Die Polizei geht von Brandstiftung aus. Beim Feuer wurde die Scheune zerstört. Bild: Horst Lohmeyer/dpa
Dass sie im Dorf nicht willkommen sind, wurde Birgit und Horst Lohmeyer schon vor Jahren immer wieder deutlich zu verstehen gegeben: Eine tote Ratte im Briefkasten, Schmähungen, Anzeigen, Nötigungen durch abrupt bremsende Autos auf der Dorfstraße. Doch nun ging in der Nacht zum Donnerstag auf ihrem Forsthof in Jamel (Mecklenburg-Vorpommern) die 150 Jahre alte, reetgedeckte Scheune in Flammen auf. Das rund 240 Quadratmeter große Gebäude brannte nieder. Polizei und Staatsanwaltschaft gehen von Brandstiftung aus und vermuten einen rechtsextremistischen Hintergrund. Jamel wird von einer Gruppe um einen bekannten und vorbestraften Neonazi dominiert, die sich in ihrer "nationalen Dorfgemeinschaft" nicht stören lassen will. Als "Störenfried" wurde das aus Hamburg stammende Künstlerehepaar Lohmeyer ausgemacht, das 2004 den alten Hof bezog. Schon bald darauf hätten die Anfeindungen durch die Neonazis begonnen.

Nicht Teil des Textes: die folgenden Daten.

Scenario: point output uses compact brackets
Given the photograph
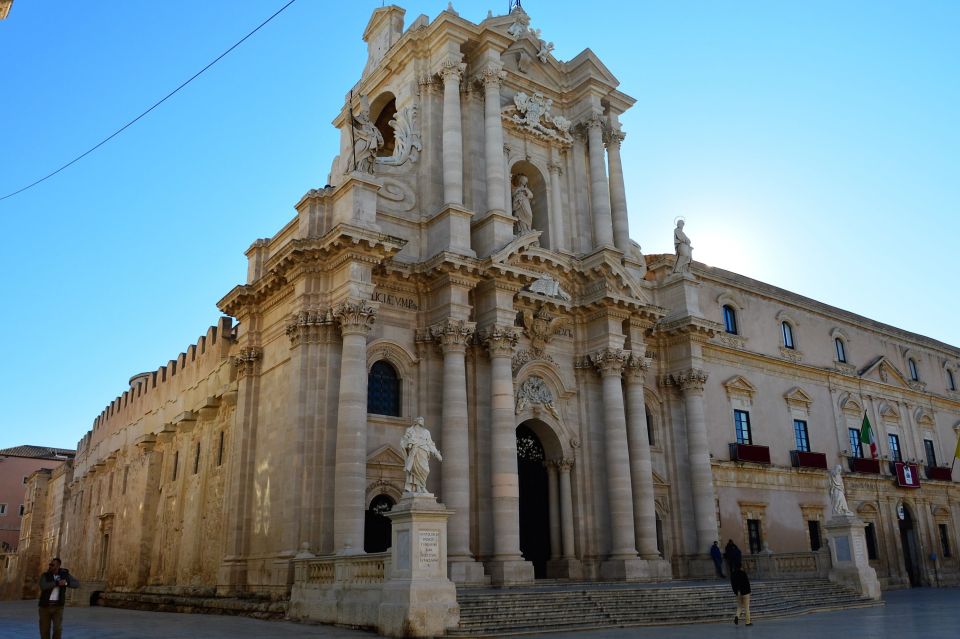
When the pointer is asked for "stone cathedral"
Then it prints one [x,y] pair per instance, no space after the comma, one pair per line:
[602,414]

"Doch der Brand jetzt, das ist eine völlig neue Dimension. Da geht es um Leib und Leben", sagte der Musiker Horst Lohmeyer am Morgen nach dem Brand. Das Paar hat 2007 das Festival für Toleranz und Demokratie "Jamel rockt den Förster" ins Leben gerufen und wurde für sein Engagement vielfach ausgezeichnet. Beim Festival-am 28. und 29. August soll ihnen der mit 10000 Euro dotierte Georg-Leber-Preis für Zivilcourage der Industriegewerkschaft Bauen-Agrar-Umwelt überreicht werden.